IF @ShowWeekends = 1
BEGIN 
	SELECT countdate AS bucket, DATENAME(dw,countdate) AS dayname,
		(SELECT COUNT(DISTINCT lh.empid) FROM LogonHistory lh
		INNER JOIN #tmpEmps te ON te.empid = lh.empid
		WHERE LogonTime BETWEEN countdate AND DATEADD(hh,@sampleperiod,countdate) 
        	OR LogoffTime BETWEEN countdate AND DATEADD(hh,@sampleperiod,countdate) AND siteid = @siteid) AS usercount
	FROM #temp d
END
ELSE
BEGIN 
	SELECT countdate AS bucket, DATENAME(dw,countdate) AS dayname,
		(SELECT COUNT(DISTINCT lh.empid) FROM LogonHistory lh
		INNER JOIN #tmpEmps te ON te.empid = lh.empid
		WHERE LogonTime BETWEEN countdate AND DATEADD(hh,@sampleperiod,countdate) 
        	OR LogoffTime BETWEEN countdate AND DATEADD(hh,@sampleperiod,countdate) AND siteid = @siteid) AS usercount
	FROM #temp
	WHERE DATENAME(dw,countdate) NOT IN ('Saturday',
	'Sunday')	
END
DROP TABLE #temp
DROP TABLE #tmpEmps
 
WHERE DATENAME(dw,countdate) NOT IN ('Saturday',
'Sunday')
try using the clause witht the days to include - in tends to be a little bit faster than not in.

Also try table variables instead of temp tables. SOmetimes these are faster and sometimes #temp tables are faster, you should check to see which is best inthis case.

The distinct is hurting you as well. Is there a way to rewrite using a group by? Not sure if this would be faster but it's worth a try.

Adding the index should help as well.

A date lookup table with the day of the week for each date might help. Then you could join to that instead of making the query look up the day of every date in the table. An annual job to populate the next entire year could be scheduled to add the next year's dates sometime in Dec.



Questions about posting. See faq183-874
 
Can you tell us anything about the table sizes and indexes?

If you look at the execution plan is there a particular hot spot?

You could change the IF..ELSE to just an IF and DELETE from #Temp to remove Weekends if needed and then you'd only have one query (which may or may not help the execution plan).

Also, hard to say without knowing anything about the data, but you might try removing the correlated sub-query and just writing it as a join.
 
The table in question has no indexing at present, and for example, a given site could have anywhere from a few hundred to a few hundred thousand users logging in and out of the system. Each session creates a record with login and logout times. As you can imagine, the table can get pretty huge.

I'm going to be starting discussions (I'm the new guy here, so....) on indexing the table, but figured I'd see what I can tweak out of the sproc first.
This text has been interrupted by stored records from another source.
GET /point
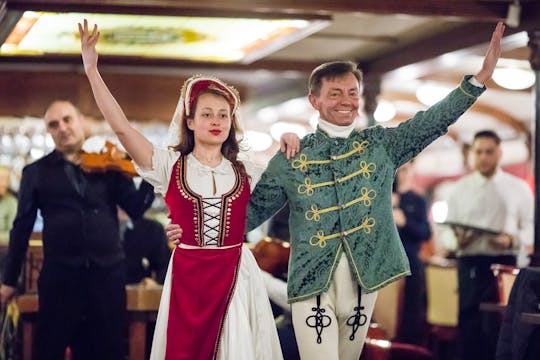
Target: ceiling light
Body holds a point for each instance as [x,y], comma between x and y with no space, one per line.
[430,93]
[439,211]
[211,39]
[514,78]
[385,111]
Also, is it possible to view an execution plan with temp tables? When I try I get an error about invalid object name #TmpEmps.

 
I can in 2005. I can't remember if there is any issue with 2000, but I do not remember having one.
 
Ok, some more testing results show me that the biggest hangup is in the OR statement. If I run the query on either the LogonTime or LogoffTime individually, it returns in 8 seconds. Using the OR statement as above, it takes 1:20 to run.

Unfortunately, even though it's rare, in the case where a user crosses the interval, they need to appear on each.